Bakersfield Mist (review)

Spoilers Ahoy!

Forgive my pontificating, but there seems a link between fine art and theatre arts. Both require the audience's actual presence.  Movies and t.v., even audio books remain portable. But art and theatre (concerts too, come to think of it) don't really work unless you are actually there, present, taking in whatever is to be offered.

Bakersfield Mist touches on this idea, how we find ourselves moved and maybe even rendered raw by not just passively observing, but by participating.  In theatre, we breathe the same air as the artists as they create.  Just as when going to a museum, you get the real impact of a painting by walking up to it, seeing it in real time, sharing space with it.

All of which helps bring out the very wonderful, very terrible truths of humanity in this play written and directed by Stephen Sachs.

Maude Gutman (Jenny O'Hara) lives in a trailer park outside Bakersfield, California.  She welcomes a very special guest one afternoon -- Lionel Percy (Nick Ullett) an elderly art expert here to examine a canvas she purchased for a song.  She believes, rightly or wrongly, it an actual Jackson Pollack, which would make it worth millions of dollars.  What follows becomes far more than a clash of cultures between two supremely different people.  Their differences abound, of course!  Quite a bit more than what we see on the surface.

What grabs our hearts most of all, though, is how much they have in common.  Just to start, they both admire Pollack so intensely--despite the fact Maude thinks his paintings hideous.  Most of the time.  Every now and then, she sees something else.  Something almost beautiful.

Lionel comes to view her in much the same way.  He even says as much towards the end, assuring her that the very power and courage and vibrant life to be found in great art she herself possesses.

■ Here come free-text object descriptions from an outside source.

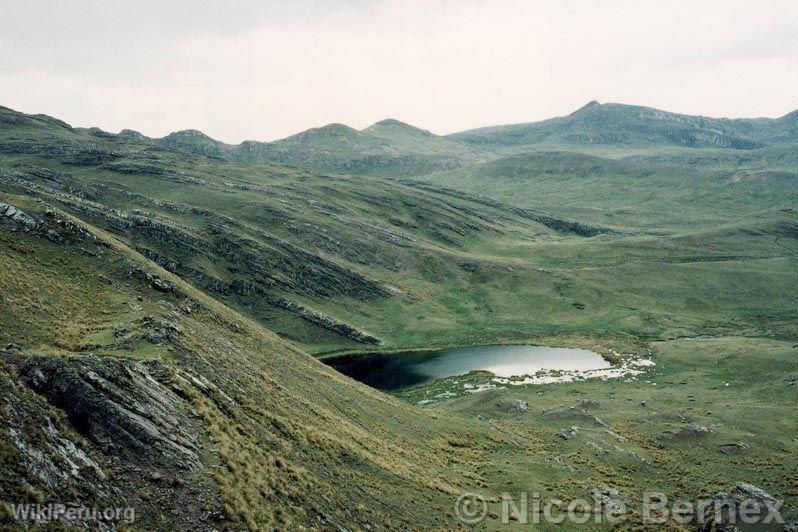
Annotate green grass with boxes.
[1,102,797,529]
[0,197,486,529]
[418,149,798,231]
[399,336,798,529]
[447,100,797,151]
[3,120,797,357]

The journey these two take on the stage draws one in, amid esoteric discussions of art and forensics, terrible recollections of human failure as well as tragedies beyond control.  We become part of their conversation, as much a witness and participant as if our seats were in that trailer.  Indeed that is the point.  In live theatre, as with seeing fine art in person, we become part of what is happening in the moment.  Just as seeing a Jackson Pollack in the flesh beats out any and all gazing at photos, so living this time with Maude and Lionel becomes so much more than any recording could convey.

We see them.  We come to know them.  Even love them a little bit.  And wisely, we never once see the face of that painting.  No, that would distract.  The art we are here to see is the play, and that art sweeps us up.

Bakersfield Mist plays Fridays, Saturdays and Mondays at 8pm, Sundays at 3pm until January 30, 2016 at the Fountain Theatre, 5060 Fountain Avenue (at Normandnie), Los Angeles CA 90029.